The PML-N, in a bid to ensure Anjum Aqeel’s victory in NA 48, has sought Sipah Sahaba’s support. If the PML-N comes to power, it may appoint SSP chief Maulana Mohammad Ahmed Ludhianvi as minister for religious affairs.
A recent development that took place on April 25 lends credence to Mir’s report. PML-N candidate Anjum Aqeel Khan, a former member of the National Assembly from Islamabad’s NA 48, allegedly embezzled 6000 million rupees by selling land to a housing society, the National Police Foundation. The land did not exist. Anjum was arrested and presented before a court of law in Islamabad, from where he escaped with the help of his supporters. Some hidden deals saved his skin. Anjum had dented PML-N’s reputation but he still got its ticket. His opponent is the very powerful Javed Hashmi, (ex-PML-N member and now with PTI). The PML-N, in a bid to ensure Anjum’s victory, has sought Sipah Sahaba’s support. If the PML-N comes to power, it will in return appoint the SSP chief Maulana Mohammad Ahmad Ludhianvi as minister for religious affairs.

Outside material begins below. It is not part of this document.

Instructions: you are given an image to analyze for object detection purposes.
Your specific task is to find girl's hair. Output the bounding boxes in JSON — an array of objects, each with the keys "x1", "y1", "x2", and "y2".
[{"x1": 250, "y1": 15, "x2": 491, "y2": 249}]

So the May 11 general elections seem to have already been stolen by terrorists. If they manage to keep voters away from the polling station, by instilling fear in them, they will have secured victory for pro-TTP parties. There is no word of condemnation for the TTP’s vile acts from the PML-N, PTI or JI. They have conveniently forgotten that the jihadis, who are the creation of the Pakistan Army have now, Frankenstein like, turned against their creators. And tomorrow they may, in all likelihood, turn on the PML-N, the PTI and the JI as well. The Director General, Rangers, Major General Rizwan Akhtar did not mince his words when he linked political parties to the acts of terrorism and extortion that are taking place in Karachi: “I don’t want to name them, but if they decide today that they will not support terrorism, then Karachi will be free of crimes. Terrorists can’t be stronger than the state. If the state vows to kill them, they could be killed for sure.”
Unless all political parties unite on a single-point agenda and commit to showing zero tolerance towards terrorism, extremism and sectarianism, the TTP will continue to grow from strength to strength. Instead of strengthening their parties’ armed wings, they will have to strictly implement the existing laws against terrorism and address the lacunas in the existing laws through effective legislation. As a first step, members of all the proscribed outfits, who have re-emerged under a new banner, should be barred from contesting the elections.
Mohammad Shehzad is an Islamabad-based journalist and researcher.